Con 18 años tomé dos decisiones equivocadas que ya no tienen marcha atrás: irme de camping y estudiar Periodismo. Lo primero no volveré a repetirlo pero con lo segundo estoy obligado a convivir para el resto de mi vida, aunque -como diría Manuel Vicent- algunos todavía se piensan que toco el piano en un burdel.
Así que como no tuve más remedio que ser periodista, decidí beberme esta profesión a sorbos como el que traga veneno pensando que se trata del elixir de la eterna juventud. Por eso, como si fuéramos justicieros adolescentes, aún me levanto a diario pensando que algún día escribiré el titular con el que arreglaré el mundo.

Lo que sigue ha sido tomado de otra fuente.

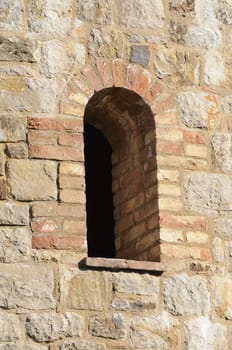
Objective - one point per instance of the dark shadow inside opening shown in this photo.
(99, 196)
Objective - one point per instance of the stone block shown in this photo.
(50, 16)
(186, 296)
(12, 129)
(200, 333)
(193, 109)
(9, 327)
(32, 179)
(84, 290)
(12, 12)
(140, 55)
(208, 193)
(141, 13)
(223, 301)
(222, 151)
(12, 214)
(53, 326)
(109, 326)
(82, 345)
(15, 244)
(29, 95)
(26, 287)
(18, 51)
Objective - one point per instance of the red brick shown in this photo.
(67, 139)
(93, 79)
(46, 225)
(55, 124)
(45, 242)
(143, 82)
(194, 137)
(192, 222)
(118, 72)
(40, 137)
(133, 72)
(56, 152)
(154, 91)
(104, 69)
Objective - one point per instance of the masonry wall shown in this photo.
(176, 55)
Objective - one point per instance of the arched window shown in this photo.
(121, 182)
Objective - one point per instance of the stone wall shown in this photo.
(176, 55)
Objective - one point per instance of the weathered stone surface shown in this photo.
(99, 11)
(11, 15)
(223, 301)
(26, 287)
(222, 151)
(214, 73)
(57, 58)
(28, 95)
(105, 43)
(200, 333)
(224, 11)
(17, 150)
(12, 214)
(15, 244)
(32, 179)
(154, 332)
(22, 346)
(193, 109)
(84, 289)
(82, 345)
(50, 16)
(9, 327)
(223, 226)
(112, 326)
(52, 326)
(184, 295)
(208, 193)
(12, 129)
(141, 13)
(19, 51)
(140, 55)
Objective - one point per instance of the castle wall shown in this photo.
(176, 55)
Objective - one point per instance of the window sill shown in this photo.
(123, 264)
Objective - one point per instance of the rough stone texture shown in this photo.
(19, 51)
(222, 151)
(186, 296)
(140, 55)
(113, 327)
(201, 333)
(193, 109)
(9, 327)
(53, 326)
(154, 332)
(82, 345)
(99, 11)
(12, 214)
(28, 95)
(83, 290)
(50, 16)
(12, 129)
(208, 193)
(26, 287)
(32, 179)
(15, 244)
(141, 13)
(11, 15)
(223, 292)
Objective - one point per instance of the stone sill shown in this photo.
(123, 264)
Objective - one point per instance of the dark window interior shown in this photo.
(99, 197)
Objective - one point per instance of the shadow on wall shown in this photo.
(121, 176)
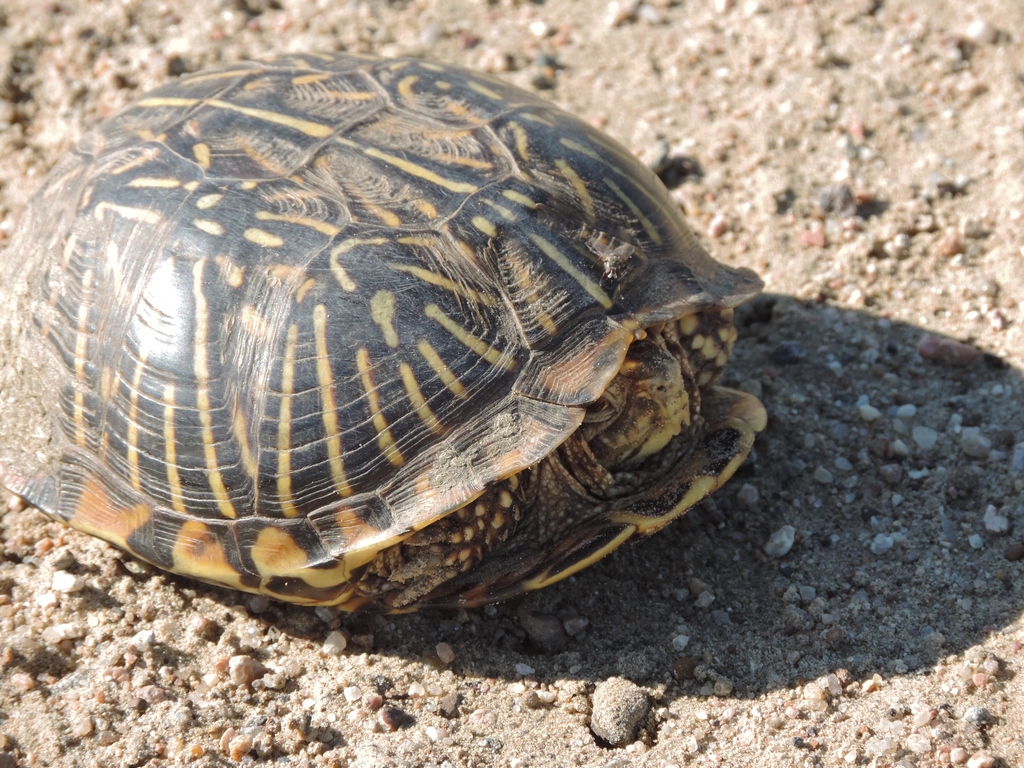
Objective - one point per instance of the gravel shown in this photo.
(619, 708)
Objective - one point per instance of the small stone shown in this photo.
(780, 542)
(352, 693)
(143, 640)
(926, 437)
(868, 413)
(919, 743)
(994, 522)
(978, 716)
(974, 443)
(335, 643)
(243, 670)
(787, 352)
(1017, 460)
(822, 475)
(891, 473)
(981, 32)
(981, 759)
(946, 350)
(950, 244)
(619, 707)
(448, 705)
(392, 718)
(444, 652)
(545, 631)
(65, 582)
(749, 496)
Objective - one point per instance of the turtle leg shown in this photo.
(538, 555)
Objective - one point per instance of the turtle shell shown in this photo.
(276, 316)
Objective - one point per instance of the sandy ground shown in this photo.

Me he topado con mucha gente interesante y con mucha otra que no tenía ningún interés por encontrármela.
Alguna vez habré hecho bastante daño sin saberlo pero nunca utilicé -ni siquiera cuando tuve motivos- el espacio del que dispongo con intenciones revanchistas.
Sin embargo, como la mayoría de periodistas, soy más chulo de lo que valgo y el primero al que le extraña que a estas alturas de la película aún no me hayan cruzado la cara.
Aunque no escribo por ideologías suelo ser de ideas fijas y rara vez rectifico. Reclamo para los políticos muchas cosas que yo no haría; en más de una ocasión confundo la crítica con la envidia. Muchos días no estoy de acuerdo conmigo mismo y no me soporto cuando me llevo la contraria. Y durante tanto tiempo he jugado tan al límite que vivo constantemente haciendo equilibrio.
Pero nunca me quité la correa.
Aunque en más de una ocasión me haya tenido que bajar los pantalones.